Pero escribir en la ciudad es sobre todo trazar un itinerario. Un recorrido que señala una geografía y también una línea en el tiempo. Como el Leopold Bloom de Joyce o la señora Dalloway de Virgina Woolf, Corporal Ciudad parece dibujar también el arco de un día: se inicia con la lluvia temprana que va despertando amodorradamente a habitantes y calles, para cerrar con la noche y la nueva madrugada, pasando en el transcurso de la jornada por plazas, mediodías, bares, bondis, hospitales y otros accidentes.

Como el espacio urbano ha hecho estallar la confianza en la representación del lenguaje, como ya no es posible hacer entrar ese espacio múltiple y caótico en el orden de la gramática, Alvarado inventa un viaje al núcleo más espeso de la lengua. Prescinde de atavíos, artículos o preposiciones, yuxtapone, captura verbos y sustancia, asíndeton, parataxis, que puede verse en el siguiente verso: 
“surca botes riachuelo pensar”
 o en estos otros: 
reloj arenea regreso / naranja rostro de sol negro / resaca soledad entre asperezas 
Alvarado incomoda. Muestra la búsqueda. No se complace con ideas ni paisajes. Quiere bucear en la materia del lenguaje, ir al centro, desandar fórmulas, manierismos, atajos. Ya desde el título desacomoda el orden natural del adjetivo y el verbo, y sustrae el artículo: “corporal ciudad” dice, y no “ciudad corporal” ni mucho menos “la ciudad corporal”.

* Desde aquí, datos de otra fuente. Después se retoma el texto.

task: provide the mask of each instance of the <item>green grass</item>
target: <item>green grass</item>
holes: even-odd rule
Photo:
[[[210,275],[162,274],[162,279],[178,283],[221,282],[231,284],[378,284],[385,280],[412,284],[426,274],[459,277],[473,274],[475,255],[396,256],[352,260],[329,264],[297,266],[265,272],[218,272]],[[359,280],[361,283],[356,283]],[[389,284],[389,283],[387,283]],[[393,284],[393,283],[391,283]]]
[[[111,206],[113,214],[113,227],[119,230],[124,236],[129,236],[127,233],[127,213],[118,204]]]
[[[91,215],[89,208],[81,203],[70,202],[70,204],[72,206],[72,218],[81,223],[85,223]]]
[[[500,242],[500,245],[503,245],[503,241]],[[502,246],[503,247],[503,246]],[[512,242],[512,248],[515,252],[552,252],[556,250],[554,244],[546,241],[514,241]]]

Para hacer hablar a la urbe, Alvarado echa mano del diverso repertorio léxico que la atraviesa: allí pueden mezclarse hablas y registros que vienen de todos los ámbitos, allí conviven “crisálida” con “haiga” y con “manyar”. Y también crea neologismos: así aparecen “naranjanías” o verbos como “arenea” u “hospitalea”. Es decir, formas de estirar los límites que impone el lenguaje, abrirse paso, llegar a la médula y si hace falta inventar un idioma.

De las horas del día, el poeta parece preferir la hora del declive, el momento en que oscurece y termina el trajín. En Ciudad Corporal atardece de todas las formas posibles: hay ocasos frente al río, whiskys atinadamente crepusculares, atardeceres coléricos de fuego. En el horizonte, Trakl. El ocaso –como una “fractura expuesta de lo cotidiano”– se cuela en cada esquina quebrando la indiferencia del día.

Entre tanto bullicio, hay también silencios en la página. Riesgo de confiar en el blanco. Como un golpe de dados o un graffiti en el muro, la ciudad se ofrece como un caligrama. Calidoscopio del espacio disperso, donde escribir una trama.

©Alex Proimos/Creative Commons
Alvarado también da cuenta de la banda sonora de las ciudades. Es así que sus poemas están poblados de variadas contraseñas a la música: hay ecos de Tom Waits, títulos como “jazz del macrocentro”, “canción de cuna” y “canción de la vuelta a casa”, y también inclusión de estructuras musicales, como en este último poema, donde el abigarrado espacio del transporte público se transforma en el escenario de una pequeña pieza teatral cantada, que trae reminiscencias de los romanceros: el chofer se trenza con una señora y sus voces se vuelven “esquirlas de un cielo roto”. (Alvarado aclara: “un bondi no es ‘una barca’ / y está lleno de sustancia”).

La música de las ciudades también murmura plegarias: está la calle y los rezos obstinados que se elevan en ella. El pedido del mundo. “El fuego, la rabia, la lucha”, “las armas para derrocar la mierda / dánoslas hoy”. Se trata de “partirse en dios”.

Porque la ciudad que recorre Alvarado no es cualquier ciudad. Es Buenos Aires, su plaza Constitución, su tráfico y su cáñamo, su lunfardo, su vino tinto, sus márgenes, sus llagas. Y no es un espacio deshabitado: ahí se pone el cuerpo. El cuerpo de las necesidades y los padecimientos, el del desocupado y el obrero, el cuerpo que estalla, se quiebra y duele.

Alvarado ha estado en el mundo y vuelve para contarlo. “Pensar deslumbra”, sostiene. Quizás por eso, al final de su libro, queda resonando el aullido de Ginsberg y de Hölderlin, un grito que deja reverberando el deseo y la incitación: en el taller, en las casas, en las asambleas, en los empleos: “cambiará todo! en todas partes!”.

Corporal Ciudad fue editado por Qué diría Víctor Hugo.